The fizz began coming back in 2006 when Meb Keflezighi, Brian Sell, and Alan Culpepper finished 3-4-5 and continued two years ago when Hall and Goucher both placed third. This time Hall was front and center for most of the race and Davila came closer to winning than any countrywoman since Lisa Larsen-Weidenbach in 1985.
“We’re knocking on the door,’’ proclaimed Hall. “It’s going to come. It’s just a matter of time.’’
Until yesterday, time never was of the essence on this roller-coaster ride. While the course drops 459 feet in elevation from start to finish (which is why the IAAF won’t recognize Mutai’s record), the ups and downs make for a unique and devilish challenge among the five marathon majors. The constant gear-changing, the accelerating and braking on the hills, make it difficult to switch on the afterburners for very long.
What was remarkable about yesterday’s race was that the leaders were under world-record pace at every checkpoint, including a whopping 25 seconds at 25 kilometers (15 miles) coming down out of Wellesley. One might have figured that the pace would slow along the Newton trimountain, yet it quickened as Mutai went on to negative-split, just as countryman Cosmas Ndeti did when he broke the course mark in 1994.
Who knows how fast Mutai might have run had he not been all by himself going up and down Heartbreak? As it was, he had to worry simply about winning after Mosop, who’d never run a marathon, lassoed him on Beacon Street and stayed with him until the final few hundred yards.
When Gebrselassie set the world mark in Berlin, he essentially ran a time trial, winning by more than a minute and a half.
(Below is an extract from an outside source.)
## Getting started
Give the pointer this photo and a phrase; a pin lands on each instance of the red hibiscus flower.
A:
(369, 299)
Mutai won by four seconds, the smallest men’s margin since 2002.
Hall, who had to run almost four minutes faster than he did last year to finish in the same place, likes to say that Boston is a race for the history books. It always will be the oldest and the most renowned. Yesterday, it also became the fastest.
The IAAF may not agree but the BAA’s clock said so. That was good enough for sponsor John Hancock, which happily handed the winner a $50,000 bonus for his world-best effort to go along with his $150,000 victor’s take plus $25,000 for the course mark.
Records come and go, but Mutai now can buy a farm as big as Boston Common back in the Kenyan highlands that will last forever.